R. N. Mysore, A. Pamboris, N. Farrington, N. Huang, P. Miri, S. Radhakrishnan, V. Subramanya, A. Vahdat, “PortLand: A Scalable Fault-Tolerant Layer 2 Data Center Network Fabric”, ACM SIGCOMM, (August 2009). [PDF]
PortLand is a scalable, fault-tolerant, and easily manageable layer 2 routing and forwarding protocol for data center environments that exploits the knowledge of the underlying topology of a data center, completely avoids broadcast-based mechanisms, and stresses on fast and easy virtual machine mobility within the data center. The authors outline several requirements for a future data center network and explain why existing layer 2 and layer 3 fabrics as well as VLAN-based solutions are not suitable. PortLand combines the advantages of such solutions using a pre-determined topology (fat-tree), hierarchical pseudo-MAC (PMAC) address, and logically centralized directory (fabric manager or FM) to resolve PMAC to actual MAC (AMAC) addresses to enable Ethernet-compatible plug-n-play networking.
The design philosophy of PortLand prefers changes in the internal nodes, keeping the end hosts unmodified. PortLand design revolves around the assumption that baseline multi-rooted fat tree topology is unlikely to change over time. Information regarding the topology as well as other configuration data are stored using soft states in a logically centralized FM. There is a explicit separation of host locaion and identifier in PortLand. Each node is assigned a hierarchical PMAC address that identify its exact position in the fat tree (as opposed to flat identifier MAC address) with the property that all the nodes in a pod subtree share the same PMAC prefix. All packets are routed and forwarded using PMAC prefixes with appropriate conversions between PMAC and AMAC addresses in ingress and egress points to give an illusion of unmodified MAC addresses to the end hosts. The mappings between PMAC, AMAC, and IP addresses are stored in and managed by the FM, which allows FM to handle ARP and DHCP without broadcasting. For increased manageability, PortLand proposes a location discovery protocol (LDP) that automates PMAC assigning process. Packets in PortLand are forwarded through the least common ancestor in the fat tree; hence, there is no possibility of a loop. The authors also consider different failure scenarios and propose explicit solutions.
To evaluate PortLand, the authors created a testbed using 20 4-port NetFPGA PCI card switches interconnecting 16 end hosts and use OpenFlow to control switch forwarding tables. They present several convergence characteristics, scalability measurements, and VM migration performance in PortLand (without comparing with competing architectures).

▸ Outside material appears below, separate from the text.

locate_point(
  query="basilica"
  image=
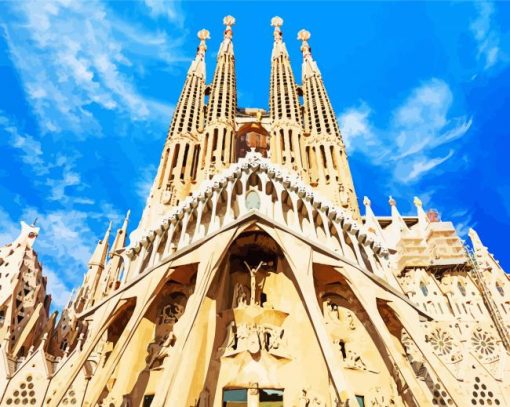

In PortLand design, the FM can become the bottleneck since all the functionalities rely on it. While the paper discusses several fault scenarios, it pretty much avoids discussion on FM failure saying that the FM is distributed and replicated, hence robust. Some qualitative evaluation of FM failure could provide important insight into PortLand’s fault tolerance. The evaluation section in general is not very strong. The authors could have evaluated the overheads of changing PMAC addresses, the affect of multiple VM migrations simultaneously among others.
PortLand is highly customized for multi-rooted fat tree topology. The qualitative comparison against SEATTLE is a bit unfair as SEATTLE, being for general topologies, couldn’t afford customized optimizations. Also in the evaluation section there is no quantitative comparison against any other architecture.